Apelidado de efeito estufa numa analogia com o telhado de vidro que multiplica artificialmente o calor dos raios solares para o crescimento das plantas, o fenômeno controla a absorção da radiação infravermelha. O vapor d’água e outros gases funcionam como um mecanismo para liberar aos poucos o calor de volta para o espaço. No nosso planeta, o “telhado de vidro” é a atmosfera. Na realidade, o efeito estufa é essencial para a vida na Terra. O problema é que o aumento da quantidade de gases no ar torna a atmosfera menos permeável e o calor fica retido.

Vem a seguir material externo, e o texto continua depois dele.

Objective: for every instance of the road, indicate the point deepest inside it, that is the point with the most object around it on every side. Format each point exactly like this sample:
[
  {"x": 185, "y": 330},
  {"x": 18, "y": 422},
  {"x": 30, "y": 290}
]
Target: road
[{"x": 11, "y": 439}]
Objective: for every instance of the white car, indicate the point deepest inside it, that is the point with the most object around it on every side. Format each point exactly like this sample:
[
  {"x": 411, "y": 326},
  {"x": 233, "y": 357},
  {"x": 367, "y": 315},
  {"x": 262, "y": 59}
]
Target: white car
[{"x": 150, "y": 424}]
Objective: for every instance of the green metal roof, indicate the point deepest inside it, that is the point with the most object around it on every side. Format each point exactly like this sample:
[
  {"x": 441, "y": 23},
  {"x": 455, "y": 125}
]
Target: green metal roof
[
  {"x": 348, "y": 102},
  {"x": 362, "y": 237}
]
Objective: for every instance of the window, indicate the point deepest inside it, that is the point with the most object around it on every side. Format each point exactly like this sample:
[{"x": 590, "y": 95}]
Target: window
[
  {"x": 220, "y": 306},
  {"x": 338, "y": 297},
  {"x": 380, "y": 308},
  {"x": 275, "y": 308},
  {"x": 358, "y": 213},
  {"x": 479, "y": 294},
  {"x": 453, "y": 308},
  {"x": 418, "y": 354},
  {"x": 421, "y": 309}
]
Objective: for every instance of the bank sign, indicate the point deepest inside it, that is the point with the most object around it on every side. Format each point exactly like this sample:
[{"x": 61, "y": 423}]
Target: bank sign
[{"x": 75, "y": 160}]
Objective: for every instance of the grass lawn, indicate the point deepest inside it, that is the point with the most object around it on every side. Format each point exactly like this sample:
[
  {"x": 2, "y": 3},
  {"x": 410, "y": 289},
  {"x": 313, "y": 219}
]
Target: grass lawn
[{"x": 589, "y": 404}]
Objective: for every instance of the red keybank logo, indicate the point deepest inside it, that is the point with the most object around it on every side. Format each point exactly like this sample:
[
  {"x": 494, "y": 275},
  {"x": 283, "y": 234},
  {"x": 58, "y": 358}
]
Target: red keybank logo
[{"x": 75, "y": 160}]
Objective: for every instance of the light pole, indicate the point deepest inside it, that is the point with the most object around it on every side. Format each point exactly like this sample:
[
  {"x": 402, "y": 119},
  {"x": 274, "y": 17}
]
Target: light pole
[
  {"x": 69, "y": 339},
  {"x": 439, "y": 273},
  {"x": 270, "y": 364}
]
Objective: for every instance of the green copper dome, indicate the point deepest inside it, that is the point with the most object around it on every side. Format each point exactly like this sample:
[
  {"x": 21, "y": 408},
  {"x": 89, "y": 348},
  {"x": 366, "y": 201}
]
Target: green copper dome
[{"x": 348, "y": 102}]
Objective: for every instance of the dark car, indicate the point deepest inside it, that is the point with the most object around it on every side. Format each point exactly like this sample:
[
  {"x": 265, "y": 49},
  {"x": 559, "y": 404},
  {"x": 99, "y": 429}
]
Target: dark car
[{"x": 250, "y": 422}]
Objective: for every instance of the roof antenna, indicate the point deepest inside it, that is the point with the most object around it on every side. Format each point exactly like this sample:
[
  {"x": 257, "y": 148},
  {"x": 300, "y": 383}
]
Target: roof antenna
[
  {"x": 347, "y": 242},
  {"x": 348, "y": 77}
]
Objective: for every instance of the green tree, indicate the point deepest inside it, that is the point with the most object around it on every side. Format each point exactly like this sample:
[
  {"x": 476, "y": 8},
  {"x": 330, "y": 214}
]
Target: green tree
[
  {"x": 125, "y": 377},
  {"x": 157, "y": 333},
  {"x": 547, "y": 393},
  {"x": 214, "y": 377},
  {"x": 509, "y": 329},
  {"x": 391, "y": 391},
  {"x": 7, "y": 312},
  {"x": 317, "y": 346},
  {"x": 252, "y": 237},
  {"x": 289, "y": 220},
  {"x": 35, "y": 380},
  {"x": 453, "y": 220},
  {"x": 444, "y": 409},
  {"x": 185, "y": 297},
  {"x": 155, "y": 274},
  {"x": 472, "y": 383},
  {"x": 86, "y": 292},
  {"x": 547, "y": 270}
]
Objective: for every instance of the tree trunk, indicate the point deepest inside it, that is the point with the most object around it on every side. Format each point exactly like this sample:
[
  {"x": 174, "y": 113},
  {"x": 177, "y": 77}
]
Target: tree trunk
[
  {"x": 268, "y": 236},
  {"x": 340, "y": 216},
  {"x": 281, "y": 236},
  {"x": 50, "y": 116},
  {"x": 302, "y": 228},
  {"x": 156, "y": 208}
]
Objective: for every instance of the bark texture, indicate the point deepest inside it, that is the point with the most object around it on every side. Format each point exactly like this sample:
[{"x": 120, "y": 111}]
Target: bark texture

Dez anos atrás, o mundo emitia cerca de 6 bilhões de toneladas anuais de gás carbônico (CO2). Só os Estados Unidos respondiam por 1 bilhão de toneladas. A estatística mais recente indica que o desmatamento das florestas tropicais, as queimadas e a combustão de derivados de petróleo elevaram as emissões para algo cerca de 7,8 bilhões de toneladas ao ano. É pura lógica: nesse ritmo, alterações climáticas são inevitáveis. Mudam os padrões de chuva e de seca: um dilúvio em áreas desérticas como o meio-oeste americano (leia mapa à pág. 90). Ou estiagem em locais férteis da América do Sul, da África e da Austrália. Outro pesadelo é o derretimento das geleiras, que elevaria o nível do mar em até um metro, provocando o desaparecimento de nações inteiras, em especial no sudeste asiático. O clima tende a ficar mais instável e alterar a intensidade de fenômenos naturais como o El Niño (correntes marítimas quentes no oceano Pacífico) e La Niña (ondas frias na mesma região).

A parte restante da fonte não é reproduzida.